While football-crazy folks spend large amounts of money flying to Doha to watch super-rich footballers kick a ball about a stadium (built by poor immigrant workers, some dying in the process), I’d like to take you back to the Qatari capital and February 29th 2020. Only two teams pitched up on this occasion: one from the US, the other from the Taliban. A team, from the then Afghan government was not present. Who knows, perhaps for fear they might cry Foul play!? This way, as things turned out, both squads, to use today’s more military footballing parlance, were on the winning side; the pay-off coming the following September when the US, and the UK flew out of Kabul and the Taliban drove triumphantly in. A shameful day, in my opinion, in the way that the bombing of Baghdad, eighteen years before made me ashamed, angry. But this was different. This was a Peace Deal. We were not abandoning the Afghan people. Oh no. This was for their own good.

My partner, the political cartoonist Peter Schrank was working for The Times newspaper that week. An ex-cartoonist myself, my first thought for the women of Afghanistan, grim cartoon image came to mind.

We are not afraid of death . . . the young Afghan woman said on Radio 4’s Today programme. And the anger returned. this morning

The most recent barbarity the Taliban have inflicted on women is a ban on walking in the park – lest they expose the smallest part of themselves to the world. Yet another restriction added to their diminishing lives, to the lengthening list of do nots. Do not go to the gym, do not go to the swimming pool, do not go to school, do not go to secondary school, and as a consequence, most likely, you cannot go to university, cannot work in many, many areas. Do not sing, do not dance, do not travel without a male relative beyond certain distances. And do not complain! What pathetic specimens of mankind these men must be that dare not look their own countrywomen in the eye.
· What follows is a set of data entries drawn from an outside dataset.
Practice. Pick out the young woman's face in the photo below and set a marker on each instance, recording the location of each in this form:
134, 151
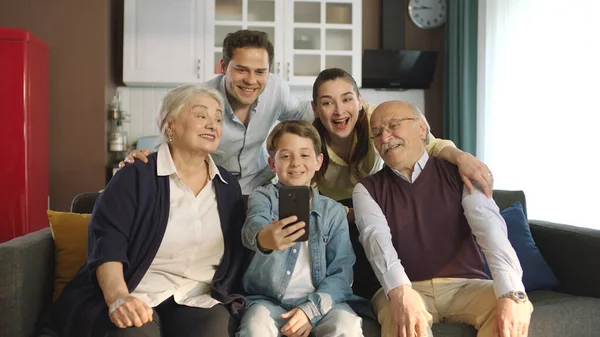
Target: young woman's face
337, 107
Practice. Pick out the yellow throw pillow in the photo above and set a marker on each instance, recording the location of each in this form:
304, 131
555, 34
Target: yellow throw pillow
69, 231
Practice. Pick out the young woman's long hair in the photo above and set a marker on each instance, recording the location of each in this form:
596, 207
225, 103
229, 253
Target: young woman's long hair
356, 170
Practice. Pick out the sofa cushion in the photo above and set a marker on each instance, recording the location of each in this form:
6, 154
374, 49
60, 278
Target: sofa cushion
558, 314
537, 275
69, 231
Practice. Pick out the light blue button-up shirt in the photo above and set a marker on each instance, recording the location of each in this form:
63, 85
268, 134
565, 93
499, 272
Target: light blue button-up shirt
331, 255
241, 150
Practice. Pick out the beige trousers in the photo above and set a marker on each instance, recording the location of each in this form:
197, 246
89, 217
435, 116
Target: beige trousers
447, 300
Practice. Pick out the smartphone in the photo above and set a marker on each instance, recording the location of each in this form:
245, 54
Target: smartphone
295, 200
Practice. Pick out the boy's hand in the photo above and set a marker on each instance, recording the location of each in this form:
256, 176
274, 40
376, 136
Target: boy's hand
298, 324
275, 237
139, 154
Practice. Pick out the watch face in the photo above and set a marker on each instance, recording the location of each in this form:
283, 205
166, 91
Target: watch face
427, 14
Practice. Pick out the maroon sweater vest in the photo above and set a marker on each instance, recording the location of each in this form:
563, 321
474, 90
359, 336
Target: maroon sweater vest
429, 230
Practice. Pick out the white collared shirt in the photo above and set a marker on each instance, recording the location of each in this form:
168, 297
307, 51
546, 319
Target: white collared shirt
192, 246
483, 217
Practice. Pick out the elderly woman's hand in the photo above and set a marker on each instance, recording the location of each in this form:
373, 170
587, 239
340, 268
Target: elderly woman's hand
127, 311
139, 154
472, 169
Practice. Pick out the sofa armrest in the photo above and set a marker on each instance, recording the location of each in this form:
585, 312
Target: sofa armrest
572, 253
26, 281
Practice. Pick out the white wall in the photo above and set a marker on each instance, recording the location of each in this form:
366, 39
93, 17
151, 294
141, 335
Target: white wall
143, 103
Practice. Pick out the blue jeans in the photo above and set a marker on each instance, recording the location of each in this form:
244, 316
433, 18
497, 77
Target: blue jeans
263, 318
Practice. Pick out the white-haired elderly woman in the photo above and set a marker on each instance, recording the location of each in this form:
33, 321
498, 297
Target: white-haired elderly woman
164, 244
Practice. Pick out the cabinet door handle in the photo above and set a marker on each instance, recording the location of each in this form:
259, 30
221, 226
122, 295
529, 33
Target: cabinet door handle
199, 70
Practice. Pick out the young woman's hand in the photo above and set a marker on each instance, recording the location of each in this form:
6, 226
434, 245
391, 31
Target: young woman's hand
275, 237
298, 324
350, 215
139, 154
127, 311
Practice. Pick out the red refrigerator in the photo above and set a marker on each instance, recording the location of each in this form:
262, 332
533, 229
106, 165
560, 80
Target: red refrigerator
24, 136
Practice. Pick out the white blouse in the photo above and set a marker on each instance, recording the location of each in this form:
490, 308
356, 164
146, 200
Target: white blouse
192, 246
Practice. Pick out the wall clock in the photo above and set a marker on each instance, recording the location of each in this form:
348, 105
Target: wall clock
427, 14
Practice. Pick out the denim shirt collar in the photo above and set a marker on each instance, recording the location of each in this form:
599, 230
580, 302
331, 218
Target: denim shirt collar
317, 204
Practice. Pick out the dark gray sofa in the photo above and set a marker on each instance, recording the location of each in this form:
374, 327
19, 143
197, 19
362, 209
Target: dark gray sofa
27, 265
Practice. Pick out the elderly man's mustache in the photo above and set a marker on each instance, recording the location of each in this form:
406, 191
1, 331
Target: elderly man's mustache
393, 143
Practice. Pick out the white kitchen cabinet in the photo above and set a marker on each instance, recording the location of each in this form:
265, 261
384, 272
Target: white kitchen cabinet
320, 35
308, 36
163, 42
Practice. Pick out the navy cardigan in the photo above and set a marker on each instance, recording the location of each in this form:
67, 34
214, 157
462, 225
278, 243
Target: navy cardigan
127, 225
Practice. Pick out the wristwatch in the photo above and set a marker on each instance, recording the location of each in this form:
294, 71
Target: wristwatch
516, 295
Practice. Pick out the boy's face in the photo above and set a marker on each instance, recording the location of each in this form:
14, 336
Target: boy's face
295, 161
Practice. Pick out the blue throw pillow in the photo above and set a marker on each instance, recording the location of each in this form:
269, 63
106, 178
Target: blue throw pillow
537, 275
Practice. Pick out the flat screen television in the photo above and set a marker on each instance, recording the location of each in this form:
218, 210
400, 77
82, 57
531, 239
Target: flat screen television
399, 69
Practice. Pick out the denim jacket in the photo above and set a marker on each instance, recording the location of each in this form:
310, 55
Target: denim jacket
331, 254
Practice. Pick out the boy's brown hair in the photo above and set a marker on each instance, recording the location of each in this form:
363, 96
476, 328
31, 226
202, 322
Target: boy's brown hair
299, 128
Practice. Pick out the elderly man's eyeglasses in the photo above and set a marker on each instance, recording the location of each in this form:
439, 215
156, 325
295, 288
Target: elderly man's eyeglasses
392, 125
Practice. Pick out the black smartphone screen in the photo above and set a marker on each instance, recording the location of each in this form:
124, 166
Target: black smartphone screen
295, 200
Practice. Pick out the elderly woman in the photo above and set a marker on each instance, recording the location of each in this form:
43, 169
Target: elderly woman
164, 250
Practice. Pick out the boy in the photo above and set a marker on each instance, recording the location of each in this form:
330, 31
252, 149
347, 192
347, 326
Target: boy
297, 287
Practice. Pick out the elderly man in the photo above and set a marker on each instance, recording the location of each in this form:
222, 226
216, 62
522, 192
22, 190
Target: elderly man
418, 224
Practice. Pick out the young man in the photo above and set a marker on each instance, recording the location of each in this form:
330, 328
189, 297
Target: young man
255, 101
292, 287
418, 225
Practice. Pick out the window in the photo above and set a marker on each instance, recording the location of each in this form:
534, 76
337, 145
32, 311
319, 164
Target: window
538, 104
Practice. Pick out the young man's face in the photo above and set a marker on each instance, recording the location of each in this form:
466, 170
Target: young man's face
246, 75
295, 161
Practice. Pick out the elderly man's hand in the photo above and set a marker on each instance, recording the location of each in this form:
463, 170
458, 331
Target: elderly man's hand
472, 169
512, 318
139, 154
407, 312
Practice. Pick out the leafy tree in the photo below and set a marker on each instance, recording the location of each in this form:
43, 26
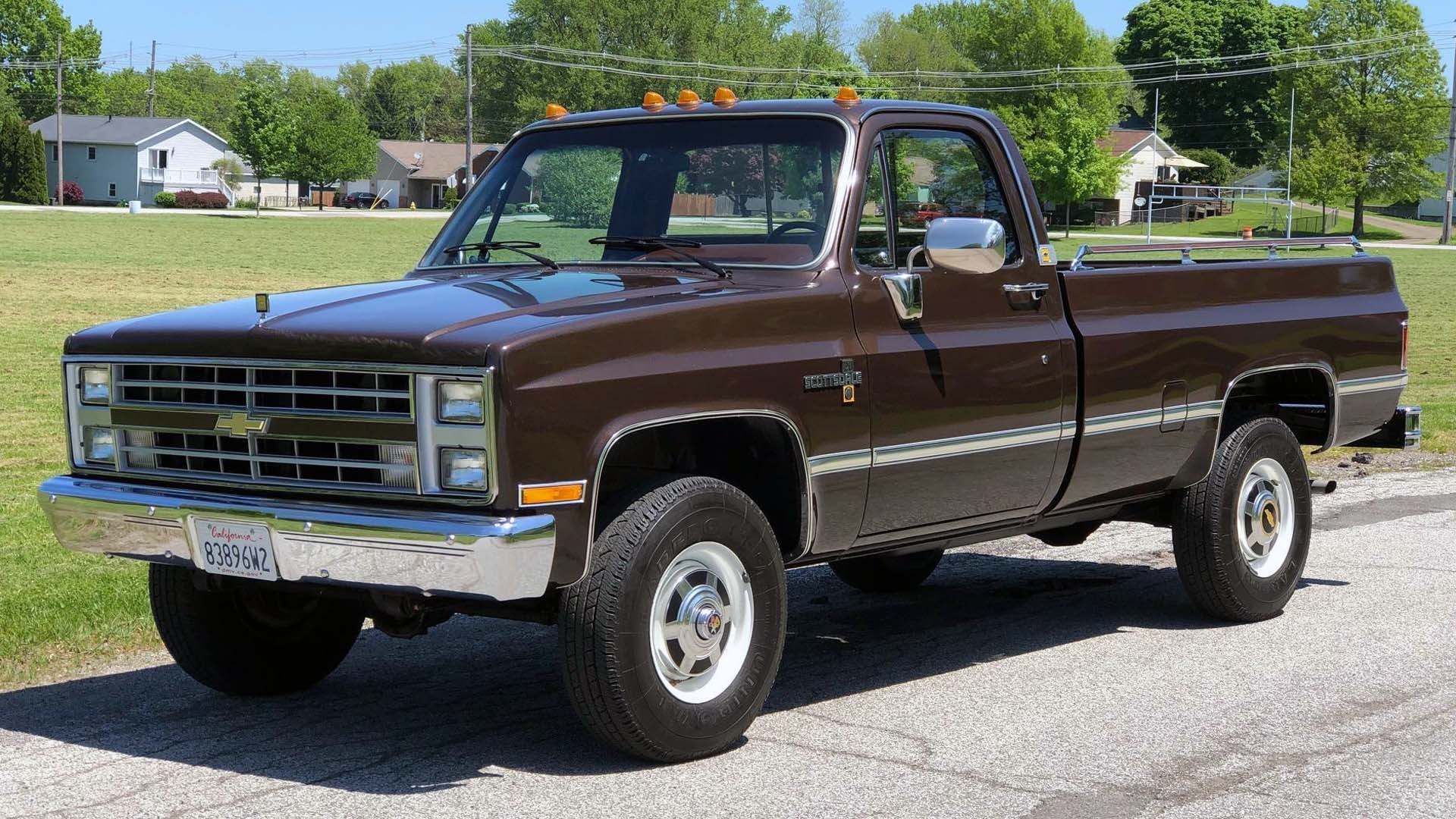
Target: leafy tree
262, 131
28, 33
577, 184
331, 143
1068, 165
1238, 115
1219, 168
1327, 172
1389, 110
Should an Afghan woman raise her voice against the National Interest, the man from ludicrously-named Ministry of Vice and Virtue said this morning, should she flout any one of the many laws they themselves have created, should she challenge the state, he said, she will be stopped.
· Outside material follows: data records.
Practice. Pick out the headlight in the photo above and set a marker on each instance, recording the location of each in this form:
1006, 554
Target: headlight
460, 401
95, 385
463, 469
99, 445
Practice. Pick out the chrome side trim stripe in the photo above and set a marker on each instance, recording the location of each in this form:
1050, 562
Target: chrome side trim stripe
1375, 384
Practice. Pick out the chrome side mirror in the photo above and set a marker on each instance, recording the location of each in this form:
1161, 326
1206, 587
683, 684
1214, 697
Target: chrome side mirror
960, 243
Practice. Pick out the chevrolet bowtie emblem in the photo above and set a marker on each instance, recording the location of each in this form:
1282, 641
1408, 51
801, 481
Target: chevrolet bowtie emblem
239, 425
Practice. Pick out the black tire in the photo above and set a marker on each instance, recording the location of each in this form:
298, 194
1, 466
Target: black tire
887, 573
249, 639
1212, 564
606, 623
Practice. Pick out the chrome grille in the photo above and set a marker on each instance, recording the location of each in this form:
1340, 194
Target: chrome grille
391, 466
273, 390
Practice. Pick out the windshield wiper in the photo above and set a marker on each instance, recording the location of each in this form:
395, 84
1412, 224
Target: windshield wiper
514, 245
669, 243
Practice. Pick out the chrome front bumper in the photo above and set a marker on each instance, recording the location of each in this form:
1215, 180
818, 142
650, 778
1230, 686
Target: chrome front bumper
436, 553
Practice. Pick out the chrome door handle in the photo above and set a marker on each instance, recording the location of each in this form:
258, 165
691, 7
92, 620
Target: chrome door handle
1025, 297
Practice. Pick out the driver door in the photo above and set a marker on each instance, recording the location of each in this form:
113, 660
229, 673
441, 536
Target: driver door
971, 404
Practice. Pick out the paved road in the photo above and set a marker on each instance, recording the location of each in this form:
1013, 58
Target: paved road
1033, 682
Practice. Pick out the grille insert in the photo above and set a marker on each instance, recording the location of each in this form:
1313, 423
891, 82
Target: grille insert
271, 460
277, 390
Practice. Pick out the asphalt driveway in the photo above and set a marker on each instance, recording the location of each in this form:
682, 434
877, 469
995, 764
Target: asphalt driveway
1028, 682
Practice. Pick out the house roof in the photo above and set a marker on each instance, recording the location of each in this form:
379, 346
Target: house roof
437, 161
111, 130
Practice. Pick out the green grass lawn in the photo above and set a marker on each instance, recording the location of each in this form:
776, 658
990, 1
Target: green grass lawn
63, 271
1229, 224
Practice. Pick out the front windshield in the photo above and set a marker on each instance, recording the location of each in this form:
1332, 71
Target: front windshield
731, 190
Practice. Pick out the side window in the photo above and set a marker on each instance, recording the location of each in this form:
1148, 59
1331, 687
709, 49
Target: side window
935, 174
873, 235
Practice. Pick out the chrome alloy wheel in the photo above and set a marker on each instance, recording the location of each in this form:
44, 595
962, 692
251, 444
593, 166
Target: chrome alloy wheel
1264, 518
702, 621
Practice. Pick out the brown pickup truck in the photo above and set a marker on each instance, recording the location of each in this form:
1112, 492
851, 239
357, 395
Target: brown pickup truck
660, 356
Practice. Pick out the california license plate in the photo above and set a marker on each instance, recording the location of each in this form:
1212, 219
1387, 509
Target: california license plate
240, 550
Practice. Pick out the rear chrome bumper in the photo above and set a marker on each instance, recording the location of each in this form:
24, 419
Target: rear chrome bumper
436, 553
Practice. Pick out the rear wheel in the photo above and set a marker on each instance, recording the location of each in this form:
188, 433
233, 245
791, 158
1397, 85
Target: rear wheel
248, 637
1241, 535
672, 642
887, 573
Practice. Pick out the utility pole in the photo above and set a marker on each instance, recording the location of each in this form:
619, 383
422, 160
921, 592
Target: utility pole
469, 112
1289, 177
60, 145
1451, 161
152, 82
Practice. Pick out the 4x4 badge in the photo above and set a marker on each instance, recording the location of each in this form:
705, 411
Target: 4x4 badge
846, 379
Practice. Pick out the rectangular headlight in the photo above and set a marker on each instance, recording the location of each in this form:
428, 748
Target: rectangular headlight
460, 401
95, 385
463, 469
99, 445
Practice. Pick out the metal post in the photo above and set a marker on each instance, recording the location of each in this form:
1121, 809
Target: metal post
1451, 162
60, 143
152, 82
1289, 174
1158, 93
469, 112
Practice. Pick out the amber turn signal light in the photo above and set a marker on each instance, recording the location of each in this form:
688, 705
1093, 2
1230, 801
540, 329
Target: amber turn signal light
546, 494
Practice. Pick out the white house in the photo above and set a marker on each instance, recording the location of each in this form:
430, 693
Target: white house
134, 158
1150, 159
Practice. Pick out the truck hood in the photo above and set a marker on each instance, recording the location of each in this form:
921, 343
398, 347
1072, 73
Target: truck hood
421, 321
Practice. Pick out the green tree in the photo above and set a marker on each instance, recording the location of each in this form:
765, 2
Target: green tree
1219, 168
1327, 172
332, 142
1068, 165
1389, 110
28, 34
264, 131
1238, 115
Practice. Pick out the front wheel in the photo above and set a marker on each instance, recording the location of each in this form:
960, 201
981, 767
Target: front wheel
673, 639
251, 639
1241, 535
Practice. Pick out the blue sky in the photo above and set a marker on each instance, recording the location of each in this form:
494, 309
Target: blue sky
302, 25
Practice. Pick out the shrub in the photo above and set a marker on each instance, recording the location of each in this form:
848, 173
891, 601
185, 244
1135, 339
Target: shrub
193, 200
We just want to shout, the young woman said. We want to escape.

My natural state that of an inward-looking writer, happiest in the world of my imagination, a place where words can right wrongs, make peace, or turn whatever guiltless, shameless, less angry, more anarchic never-never land I have created upside down in a moment, I am fortunate to have lived my entire life without restriction – aside, that is, from the Covid lockdown, when we were virtually ordered to walk in the park! Not so the brave Afghan woman I heard this morning. She who has dared to set up a library for women – yet to be closed down, she, so far, not imprisoned.

We are not afraid of death . . . she told the journalist, We are scared of being omitted from society. She went on to say that while the mass demonstrations in Iran have [rightly] got a lot of publicity, the ever-shrinking lives of Afghan women [the US and UK abandoned to their fate] have been forgotten, do not make the front pages of newspapers.

It should not be so. They should not be omitted. We must shout for them. Shout louder!

Afghanistan: A woman's outlook

After appearing in The Times, the cartoon made the cover of Courier International a French political/cultural magazine, and went on to win the Political Cartoon of the Year Award 2021.